Increasing cerebral oxygenation, more precisely the overactivation of the prefrontal cortex (PFC), reflects cortical control of gait in stroke disease. Studies about the relationship between brain activation and the functional status in stroke patients remain scarce. The aim of this study was to compare brain activation, gait parameters, and cognitive performances in single and dual tasks according to the functional status in subacute stroke patients. Twenty-one subacute stroke patients were divided in two groups according to Barthel Index (“low Barthel” and “high Barthel”) and randomly performed ordered walking, cognitive task (n-back task), and dual tasks (walking + n-back task). We assessed gait performances (speed, variability) using an electronic walkway system and cerebral oxygenation (ΔO₂Hb) by functional near-infrared spectroscopy. Patients with better functional status (high Barthel) showed a lower PFC activation (ΔO₂Hb) and better gait parameters in single and dual tasks compared to low-Barthel patients, who exhibited decreased gait performances despite a higher PFC activation, especially in the unaffected side (P < 0.001). PFC overactivation in less functional subacute stroke patients may be due to the loss of stepping automaticity. Our results underline the interest of proposing rehabilitation programs focused on walking, especially for patients with low functional capacity.

Introduction

Stroke is associated with gait disorders, mainly characterized by a decreased gait speed (1) and a greater variability (2). Walking is further affected by challenging conditions such as simultaneous cognitive and motor tasks [e.g., dual task (DT)] (3). In stroke patients, this increased cognitive demand of walking during DT was underlined by the key role of the prefrontal cortex (PFC) (4), whose activation can be assessed by functional near-infrared spectroscopy (fNIRS) (5). Studies using fNIRS reported a greater brain activity in the PFC during DT than in single task (ST) in chronic stroke patients, implying that executive functions were primary involved in this overactivation (6, 7). Recently, we observed no difference of oxygenated hemoglobin levels (ΔO₂Hb) between motor ST and DT in subacute stroke patients (8), highlighting a ceiling effect on brain activity observed in DT and thus the loss of stepping automaticity in these patients.

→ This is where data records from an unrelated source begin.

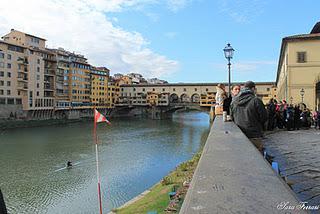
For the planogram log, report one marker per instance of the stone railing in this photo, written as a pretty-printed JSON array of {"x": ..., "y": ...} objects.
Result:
[{"x": 233, "y": 177}]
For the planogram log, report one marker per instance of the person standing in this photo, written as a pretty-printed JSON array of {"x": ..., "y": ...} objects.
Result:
[
  {"x": 271, "y": 114},
  {"x": 249, "y": 113},
  {"x": 221, "y": 95},
  {"x": 297, "y": 119},
  {"x": 235, "y": 90},
  {"x": 3, "y": 209},
  {"x": 318, "y": 117}
]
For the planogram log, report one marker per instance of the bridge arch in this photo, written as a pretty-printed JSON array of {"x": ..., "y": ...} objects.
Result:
[
  {"x": 195, "y": 98},
  {"x": 185, "y": 98},
  {"x": 174, "y": 98}
]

Other recent findings suggest that people with poorer mobility such as elders or neurological patients exhibits a higher PFC activation than control groups during walking, reflecting a higher cognitive demand (7, 9). In stroke, lower mobility was associated with a higher (and saturated) recruitment of the PFC in walking tasks (7, 10). Hence, the challenge for upcoming studies investigating brain activation during walking in stroke patients relies on a better understanding of the relationship between the cortical control of gait and functional independence.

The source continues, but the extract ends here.